Elle vit le jour dans la maison des contremaîtres de la Manufacture Royale de ferblanterie où son père était commis-caissier. La révolution industrielle était alors encouragée par une politique volontariste (le PIB a presque doublé de 1850 à 1869). L’entreprise d’ustensiles ménagers et d’outils était installée sur le Côney qui produisait l’énergie hydraulique. Les forêts fournissaient le bois et le charbon pour les forges. La majorité des bâtiments dataient du XVIIIe siècle (château, chapelle, logements ouvriers, halle au charbon). 500 ouvriers y travaillaient.
Mais à vingt mois, la mort de son père força sa famille à rejoindre sa famille paternelle à Fontenoy. Il s’agissait d’un milieu bourgeois : ses grands-pères étant rentier et directeur de forges.

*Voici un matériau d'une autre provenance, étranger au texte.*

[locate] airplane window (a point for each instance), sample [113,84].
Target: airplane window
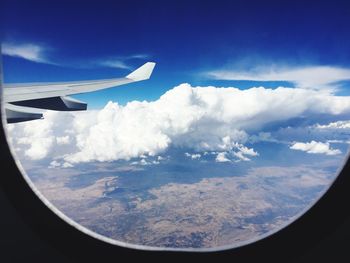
[191,126]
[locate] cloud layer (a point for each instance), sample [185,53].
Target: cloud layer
[315,147]
[200,119]
[313,77]
[28,51]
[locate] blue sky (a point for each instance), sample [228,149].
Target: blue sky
[185,38]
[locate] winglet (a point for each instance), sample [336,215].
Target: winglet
[143,72]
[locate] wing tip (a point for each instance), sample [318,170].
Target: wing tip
[142,73]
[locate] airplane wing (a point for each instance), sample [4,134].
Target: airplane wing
[20,99]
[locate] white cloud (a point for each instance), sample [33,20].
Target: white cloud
[193,156]
[314,77]
[202,119]
[221,158]
[335,125]
[63,140]
[315,147]
[28,51]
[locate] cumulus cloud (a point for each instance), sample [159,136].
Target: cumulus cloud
[28,51]
[221,158]
[314,77]
[193,156]
[315,147]
[201,119]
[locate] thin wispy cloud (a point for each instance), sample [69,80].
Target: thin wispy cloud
[28,51]
[114,64]
[313,77]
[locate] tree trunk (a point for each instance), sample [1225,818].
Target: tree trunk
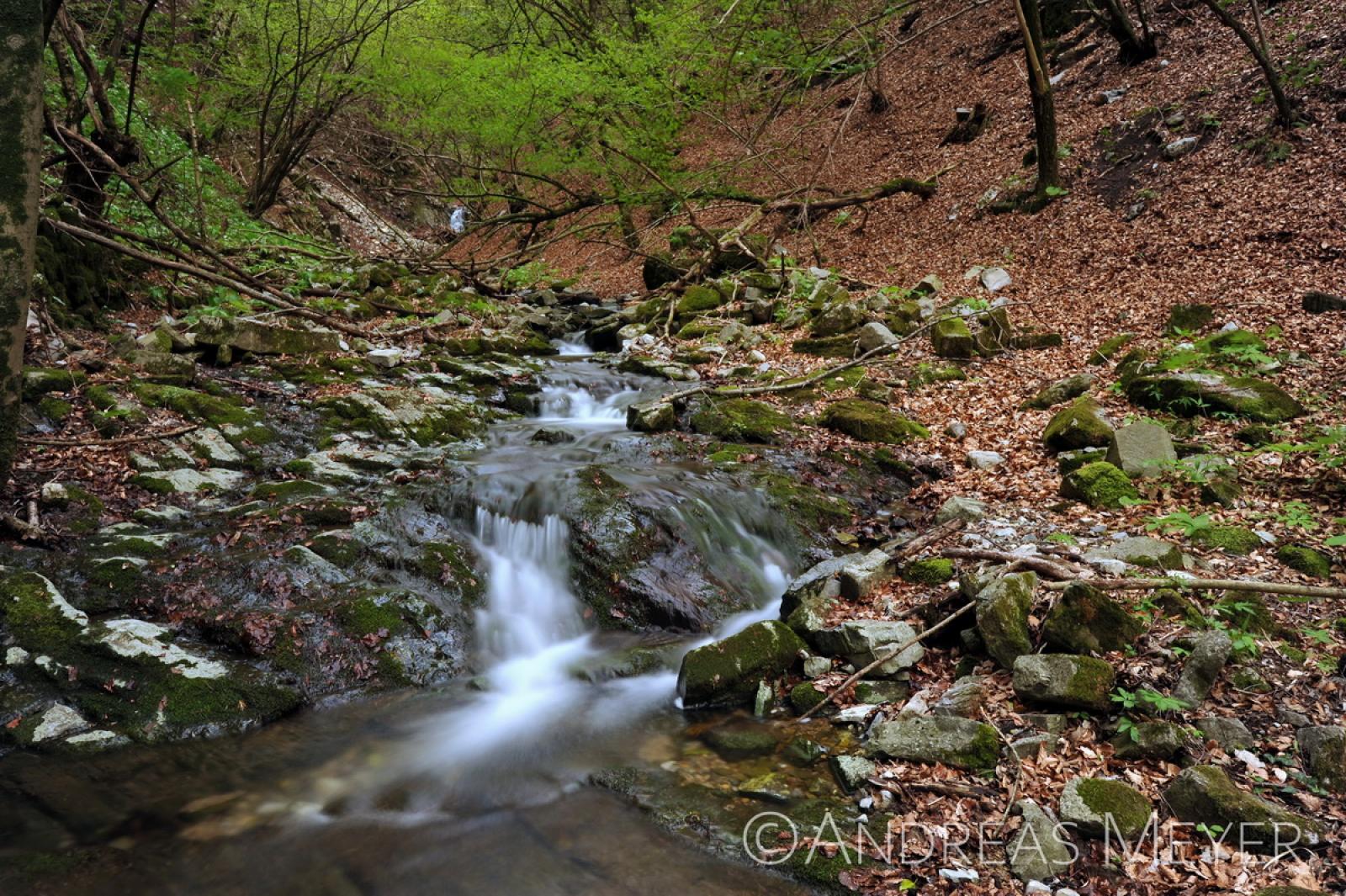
[1040,87]
[20,157]
[1285,112]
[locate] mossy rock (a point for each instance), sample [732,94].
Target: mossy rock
[1099,485]
[1104,808]
[729,671]
[1110,347]
[1305,560]
[1235,540]
[1080,426]
[1085,620]
[872,421]
[742,420]
[951,740]
[952,338]
[1190,393]
[932,570]
[1205,795]
[289,490]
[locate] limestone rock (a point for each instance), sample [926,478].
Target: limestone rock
[1002,615]
[727,671]
[1080,426]
[1205,795]
[1041,849]
[861,642]
[1105,808]
[1085,620]
[1323,748]
[952,740]
[1142,449]
[1209,654]
[1063,680]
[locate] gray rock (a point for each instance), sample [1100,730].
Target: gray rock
[1229,734]
[984,459]
[1150,740]
[1323,748]
[874,334]
[1205,795]
[1143,449]
[952,740]
[1002,615]
[964,697]
[1062,680]
[995,278]
[960,507]
[1181,147]
[861,642]
[852,771]
[1141,550]
[1209,654]
[861,577]
[1041,849]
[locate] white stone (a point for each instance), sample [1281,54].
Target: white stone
[58,721]
[984,459]
[139,638]
[995,278]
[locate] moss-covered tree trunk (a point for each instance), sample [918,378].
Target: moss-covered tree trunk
[20,155]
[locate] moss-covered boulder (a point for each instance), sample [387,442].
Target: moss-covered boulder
[952,740]
[1305,560]
[1063,680]
[952,338]
[727,671]
[1190,393]
[932,570]
[1002,613]
[1105,808]
[1085,620]
[1080,426]
[742,420]
[1235,540]
[872,421]
[1099,485]
[1205,795]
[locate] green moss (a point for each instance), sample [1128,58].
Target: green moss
[35,613]
[872,421]
[287,490]
[742,420]
[805,696]
[1130,809]
[1305,560]
[1078,426]
[370,617]
[1099,485]
[1235,540]
[932,570]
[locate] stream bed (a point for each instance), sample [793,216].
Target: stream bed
[475,786]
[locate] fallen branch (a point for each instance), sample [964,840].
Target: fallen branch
[1208,584]
[1036,564]
[107,443]
[940,626]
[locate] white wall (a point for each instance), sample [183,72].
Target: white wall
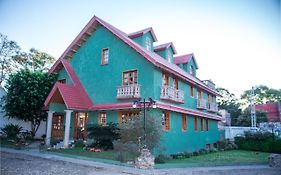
[26,125]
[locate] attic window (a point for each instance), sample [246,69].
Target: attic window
[105,53]
[191,70]
[169,57]
[148,43]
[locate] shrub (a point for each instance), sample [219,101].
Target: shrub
[11,131]
[103,135]
[259,142]
[79,144]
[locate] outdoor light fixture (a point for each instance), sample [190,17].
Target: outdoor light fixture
[143,103]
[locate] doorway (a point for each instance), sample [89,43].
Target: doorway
[80,129]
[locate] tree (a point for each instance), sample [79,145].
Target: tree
[27,91]
[8,63]
[34,60]
[262,94]
[245,118]
[229,102]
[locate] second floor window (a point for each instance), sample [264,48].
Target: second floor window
[105,54]
[175,83]
[148,43]
[130,77]
[191,70]
[184,122]
[102,118]
[165,120]
[165,79]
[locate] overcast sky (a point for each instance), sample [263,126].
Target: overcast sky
[236,42]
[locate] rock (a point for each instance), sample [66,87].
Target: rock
[145,160]
[274,160]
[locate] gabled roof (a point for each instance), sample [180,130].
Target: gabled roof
[142,32]
[165,46]
[185,59]
[152,57]
[74,96]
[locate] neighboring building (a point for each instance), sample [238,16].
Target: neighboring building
[272,109]
[4,120]
[104,70]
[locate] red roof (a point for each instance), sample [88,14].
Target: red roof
[142,32]
[185,59]
[74,96]
[272,109]
[165,46]
[154,58]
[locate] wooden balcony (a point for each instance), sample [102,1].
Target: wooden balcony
[213,107]
[201,104]
[172,94]
[128,91]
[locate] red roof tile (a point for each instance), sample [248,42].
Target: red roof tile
[142,32]
[165,46]
[185,59]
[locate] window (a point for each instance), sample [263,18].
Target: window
[128,115]
[102,118]
[148,43]
[165,120]
[130,77]
[199,94]
[165,79]
[183,122]
[201,124]
[191,70]
[105,54]
[169,56]
[195,124]
[175,83]
[191,91]
[207,124]
[63,81]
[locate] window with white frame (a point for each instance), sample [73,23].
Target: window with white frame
[148,43]
[102,118]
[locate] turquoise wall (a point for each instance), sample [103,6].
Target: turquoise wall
[101,81]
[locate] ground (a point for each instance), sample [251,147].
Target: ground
[23,162]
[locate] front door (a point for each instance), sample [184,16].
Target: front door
[58,125]
[80,130]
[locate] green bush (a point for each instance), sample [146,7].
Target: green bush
[103,135]
[259,142]
[11,131]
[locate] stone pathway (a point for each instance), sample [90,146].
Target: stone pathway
[34,162]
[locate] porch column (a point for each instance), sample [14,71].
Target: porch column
[49,127]
[67,128]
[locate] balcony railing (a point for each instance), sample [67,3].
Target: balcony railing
[169,93]
[201,104]
[128,91]
[213,107]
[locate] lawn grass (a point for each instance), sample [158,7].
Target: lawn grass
[223,158]
[110,154]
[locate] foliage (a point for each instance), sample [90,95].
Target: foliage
[27,91]
[12,131]
[103,135]
[262,94]
[259,141]
[34,60]
[245,118]
[229,102]
[8,49]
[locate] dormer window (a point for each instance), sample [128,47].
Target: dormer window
[191,70]
[148,43]
[169,56]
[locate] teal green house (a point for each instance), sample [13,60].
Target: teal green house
[104,71]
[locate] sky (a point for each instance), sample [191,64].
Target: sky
[236,43]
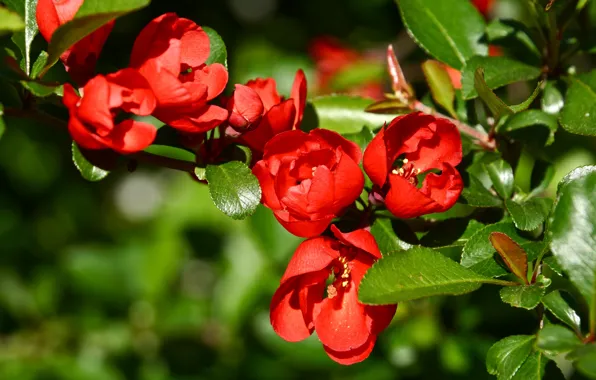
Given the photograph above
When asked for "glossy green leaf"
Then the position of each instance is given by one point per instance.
(532, 126)
(218, 52)
(384, 233)
(525, 297)
(479, 249)
(440, 85)
(11, 22)
(87, 169)
(438, 28)
(496, 106)
(92, 15)
(571, 232)
(498, 72)
(234, 189)
(416, 273)
(506, 356)
(478, 196)
(345, 114)
(529, 215)
(579, 112)
(561, 309)
(557, 338)
(501, 175)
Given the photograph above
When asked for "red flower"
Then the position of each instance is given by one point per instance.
(260, 112)
(347, 328)
(80, 59)
(308, 179)
(419, 143)
(331, 58)
(91, 122)
(171, 52)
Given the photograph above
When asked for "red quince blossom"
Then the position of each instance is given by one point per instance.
(308, 179)
(259, 112)
(80, 59)
(423, 143)
(331, 58)
(347, 328)
(171, 52)
(91, 123)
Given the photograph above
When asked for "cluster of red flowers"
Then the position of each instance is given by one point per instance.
(307, 179)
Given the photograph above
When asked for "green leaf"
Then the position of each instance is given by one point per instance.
(478, 196)
(530, 126)
(496, 106)
(501, 175)
(344, 114)
(579, 112)
(92, 15)
(87, 169)
(11, 22)
(525, 297)
(571, 232)
(561, 309)
(416, 273)
(234, 189)
(384, 234)
(438, 28)
(478, 252)
(440, 85)
(506, 356)
(557, 338)
(530, 214)
(26, 9)
(512, 254)
(498, 72)
(218, 52)
(552, 100)
(532, 369)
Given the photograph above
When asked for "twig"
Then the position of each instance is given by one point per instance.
(481, 138)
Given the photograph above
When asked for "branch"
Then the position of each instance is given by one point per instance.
(480, 138)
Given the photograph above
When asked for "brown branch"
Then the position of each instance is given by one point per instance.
(480, 138)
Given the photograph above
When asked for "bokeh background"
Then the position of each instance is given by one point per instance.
(139, 276)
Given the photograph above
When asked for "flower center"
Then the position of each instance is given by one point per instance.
(341, 276)
(408, 171)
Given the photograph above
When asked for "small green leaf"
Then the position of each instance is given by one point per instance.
(87, 169)
(561, 309)
(11, 22)
(478, 196)
(512, 254)
(218, 52)
(92, 15)
(557, 339)
(498, 72)
(436, 26)
(234, 189)
(579, 112)
(440, 85)
(479, 249)
(416, 273)
(386, 238)
(571, 232)
(496, 106)
(533, 126)
(501, 175)
(525, 297)
(345, 114)
(530, 214)
(506, 356)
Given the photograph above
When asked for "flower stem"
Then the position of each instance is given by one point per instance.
(481, 138)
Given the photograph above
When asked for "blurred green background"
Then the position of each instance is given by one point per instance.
(141, 277)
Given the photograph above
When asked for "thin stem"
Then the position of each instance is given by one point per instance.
(481, 138)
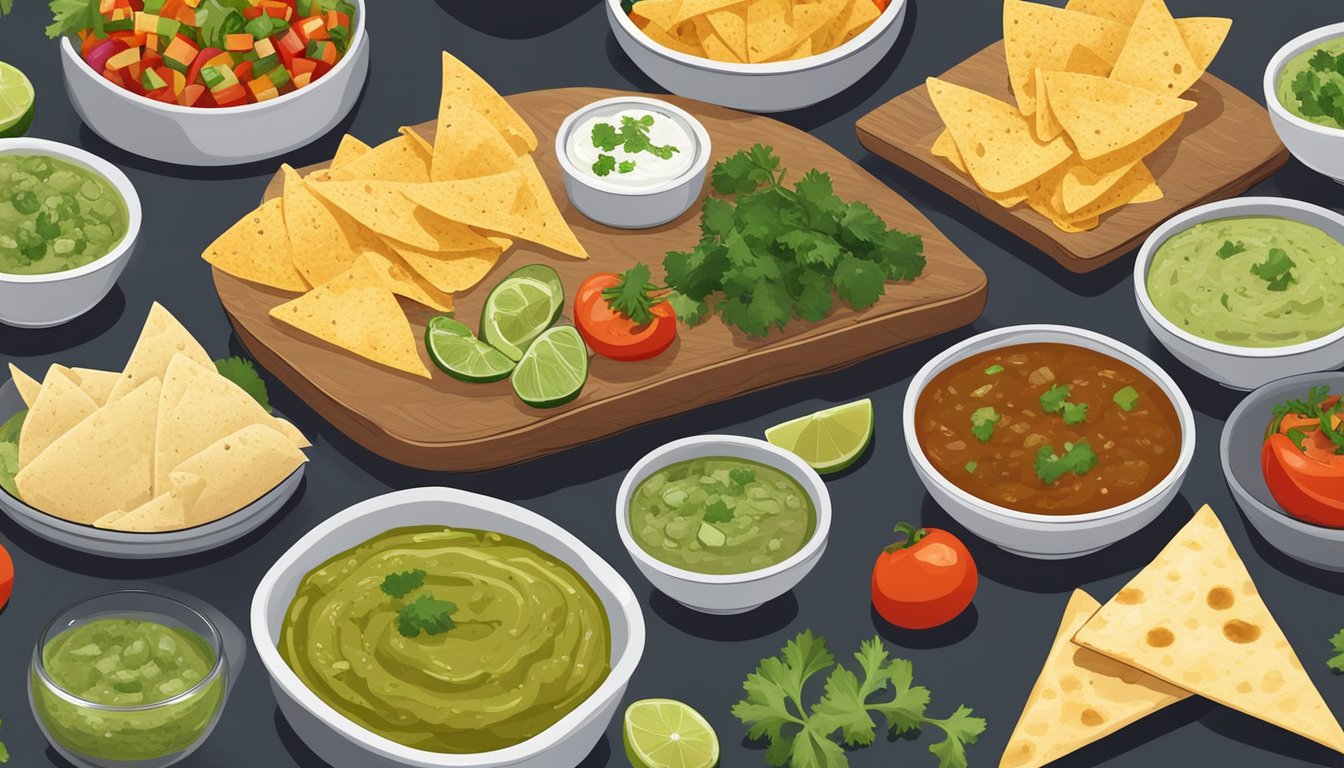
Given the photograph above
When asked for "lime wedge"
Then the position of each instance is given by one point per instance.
(16, 102)
(828, 440)
(664, 733)
(458, 354)
(554, 369)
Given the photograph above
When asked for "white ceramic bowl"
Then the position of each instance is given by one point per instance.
(1048, 537)
(734, 592)
(617, 206)
(773, 86)
(1319, 147)
(46, 300)
(229, 136)
(1238, 367)
(344, 744)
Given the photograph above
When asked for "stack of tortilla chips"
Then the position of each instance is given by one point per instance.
(753, 31)
(406, 219)
(1191, 623)
(1098, 89)
(165, 444)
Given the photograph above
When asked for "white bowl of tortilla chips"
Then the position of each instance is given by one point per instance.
(165, 457)
(757, 54)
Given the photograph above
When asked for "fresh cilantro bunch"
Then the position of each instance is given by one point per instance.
(799, 737)
(770, 253)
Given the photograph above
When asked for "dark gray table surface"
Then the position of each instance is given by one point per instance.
(987, 659)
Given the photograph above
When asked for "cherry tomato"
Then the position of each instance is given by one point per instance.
(924, 581)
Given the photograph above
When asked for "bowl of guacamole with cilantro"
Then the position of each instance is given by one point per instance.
(1304, 90)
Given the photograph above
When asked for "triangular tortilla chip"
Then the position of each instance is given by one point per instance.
(356, 312)
(1195, 619)
(1081, 697)
(161, 338)
(104, 464)
(256, 249)
(995, 140)
(1104, 116)
(61, 405)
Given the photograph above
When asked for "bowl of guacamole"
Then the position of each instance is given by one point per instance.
(1304, 90)
(69, 222)
(723, 523)
(1246, 291)
(128, 678)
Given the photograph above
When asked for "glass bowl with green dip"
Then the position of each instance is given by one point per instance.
(128, 679)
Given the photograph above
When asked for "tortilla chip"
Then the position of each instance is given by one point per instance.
(996, 141)
(104, 463)
(1195, 619)
(1104, 116)
(356, 312)
(1081, 697)
(237, 471)
(249, 249)
(1155, 55)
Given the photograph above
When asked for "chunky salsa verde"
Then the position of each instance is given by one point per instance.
(1050, 429)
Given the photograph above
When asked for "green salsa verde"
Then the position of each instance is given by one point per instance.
(128, 663)
(55, 215)
(721, 515)
(1250, 281)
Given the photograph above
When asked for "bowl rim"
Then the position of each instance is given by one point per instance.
(98, 166)
(1011, 335)
(1289, 207)
(692, 172)
(862, 41)
(730, 445)
(67, 51)
(1276, 66)
(624, 601)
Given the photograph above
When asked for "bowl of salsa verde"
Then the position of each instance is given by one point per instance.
(69, 222)
(1046, 440)
(723, 523)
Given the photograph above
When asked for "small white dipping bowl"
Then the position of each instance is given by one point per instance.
(342, 743)
(227, 136)
(628, 207)
(1317, 147)
(734, 592)
(46, 300)
(772, 86)
(1048, 537)
(1233, 366)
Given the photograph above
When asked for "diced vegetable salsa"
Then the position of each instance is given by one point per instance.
(211, 53)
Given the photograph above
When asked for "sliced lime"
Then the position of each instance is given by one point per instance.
(16, 102)
(664, 733)
(461, 355)
(554, 369)
(828, 440)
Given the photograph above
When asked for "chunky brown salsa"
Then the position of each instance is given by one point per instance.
(1051, 429)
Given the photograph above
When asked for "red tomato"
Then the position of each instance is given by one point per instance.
(613, 335)
(924, 581)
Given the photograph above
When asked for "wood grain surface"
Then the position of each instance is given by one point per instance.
(449, 425)
(1223, 147)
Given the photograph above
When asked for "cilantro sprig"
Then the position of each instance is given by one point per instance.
(800, 737)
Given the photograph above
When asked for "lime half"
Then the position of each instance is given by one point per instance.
(828, 440)
(554, 369)
(461, 355)
(16, 102)
(664, 733)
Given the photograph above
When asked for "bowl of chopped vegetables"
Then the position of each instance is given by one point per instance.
(1303, 89)
(213, 84)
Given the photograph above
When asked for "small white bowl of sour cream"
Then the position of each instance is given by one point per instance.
(633, 184)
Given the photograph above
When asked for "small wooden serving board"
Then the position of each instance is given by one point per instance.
(1223, 147)
(450, 425)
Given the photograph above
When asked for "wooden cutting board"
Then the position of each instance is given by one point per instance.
(1223, 147)
(450, 425)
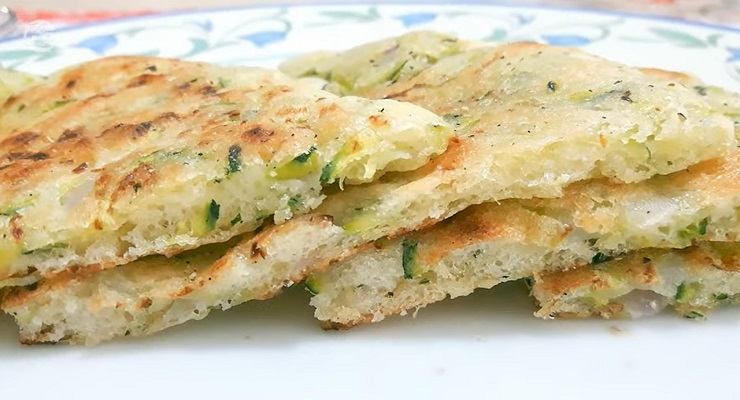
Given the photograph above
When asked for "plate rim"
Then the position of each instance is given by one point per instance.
(493, 3)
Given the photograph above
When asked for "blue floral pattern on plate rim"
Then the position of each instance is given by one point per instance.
(266, 35)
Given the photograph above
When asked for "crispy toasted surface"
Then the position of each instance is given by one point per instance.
(92, 306)
(524, 97)
(128, 156)
(492, 158)
(692, 281)
(155, 292)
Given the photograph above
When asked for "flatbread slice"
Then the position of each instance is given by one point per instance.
(12, 82)
(493, 243)
(692, 281)
(548, 140)
(123, 157)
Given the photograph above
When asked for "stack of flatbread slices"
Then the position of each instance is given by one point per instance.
(140, 193)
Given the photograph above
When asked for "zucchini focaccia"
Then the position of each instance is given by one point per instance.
(488, 244)
(692, 281)
(124, 157)
(510, 105)
(12, 82)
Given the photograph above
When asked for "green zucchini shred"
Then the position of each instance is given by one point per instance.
(409, 250)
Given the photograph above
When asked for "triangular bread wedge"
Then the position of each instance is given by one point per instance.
(693, 281)
(518, 135)
(123, 157)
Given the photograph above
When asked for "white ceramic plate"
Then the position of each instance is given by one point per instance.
(484, 346)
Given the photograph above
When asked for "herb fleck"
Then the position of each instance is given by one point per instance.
(303, 157)
(236, 219)
(626, 96)
(326, 173)
(235, 160)
(212, 214)
(409, 249)
(600, 257)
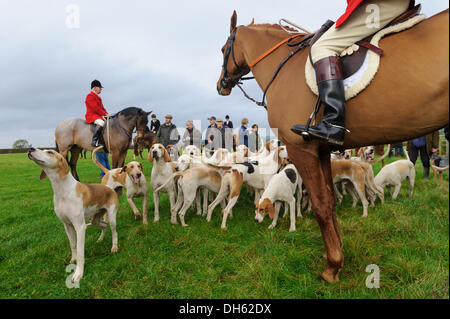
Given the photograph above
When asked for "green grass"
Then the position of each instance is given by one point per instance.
(407, 238)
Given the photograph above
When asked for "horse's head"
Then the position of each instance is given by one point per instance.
(234, 65)
(141, 122)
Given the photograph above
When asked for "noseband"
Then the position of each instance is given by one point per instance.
(232, 79)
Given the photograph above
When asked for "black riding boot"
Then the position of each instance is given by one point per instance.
(97, 137)
(330, 82)
(426, 172)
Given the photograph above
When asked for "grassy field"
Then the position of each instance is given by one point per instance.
(407, 238)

Cela lui permit d’accéder à la connaissance contrairement à la plupart des jeunes filles de son époque. Les plus fortunées fréquentaient les écoles de filles des congrégations religieuses qui les formaient à leur destinée d’épouses ou de mères. Quelques progrès eurent cependant lieu : la loi de 1834 autorisa les premières institutrices et la loi Falloux de 1850 créa de rares écoles de filles laïques. Il faudra attendre la loi Duruy de 1867 pour voir l’Etat organiser des écoles de filles et 1880 pour les premiers lycées de jeunes filles. C’est dans ce contexte que J.V. Daubié s’inscrivait lorsqu’elle obtint un certificat de capacité d'enseignante en 1844, obligatoire pour les écoles de filles laïques. C’est donc son milieu privilégié qui lui permit l’accès à l’Education. Son essai La Femme pauvre au XIXe siècle (1859) lui ouvrit des relations dans les milieux académiques et à la cour impériale, dont l’influent économiste Arlès-Dufour, qui soutint son inscription à la faculté de Lyon. Etudiant les langues antiques avec son frère prêtre et la zoologie au Muséum d’Histoire Naturelle, elle passa son baccalauréat à 37 ans. Le 17 août 1861, elle fut la première bachelière de France. Elle s’engagea alors dans une licence de lettres à la Sorbonne, même si les cours n’étaient pas ouverts aux femmes. Elle devint la première licenciée en lettres en 1871 et reçut son diplôme signé du ministre républicain Jules Simon (ajoutant de sa main Mademoiselle qui n’existait pas sur les diplômes). Elle incarnait en partie le projet républicain et les valeurs de 1789. Elle se lança alors dans sa thèse inachevée de doctorat sur la condition de la femme dans la société romaine.
Son ascension ne se fit pas sans résistances conservatrices. L'Université de Paris lui aurait refusé l’autorisation de passer le baccalauréat. Le ministre Gustave Rouland n’accepta de signer son diplôme qu’après une intervention de l'Impératrice et une campagne de presse. Le maire de Paris rejeta son inscription sur les listes électorales en 1871. Enfin, en 1873, 3 ouvrages de son association "L'émancipation progressive de la femme" furent interdits de colportage.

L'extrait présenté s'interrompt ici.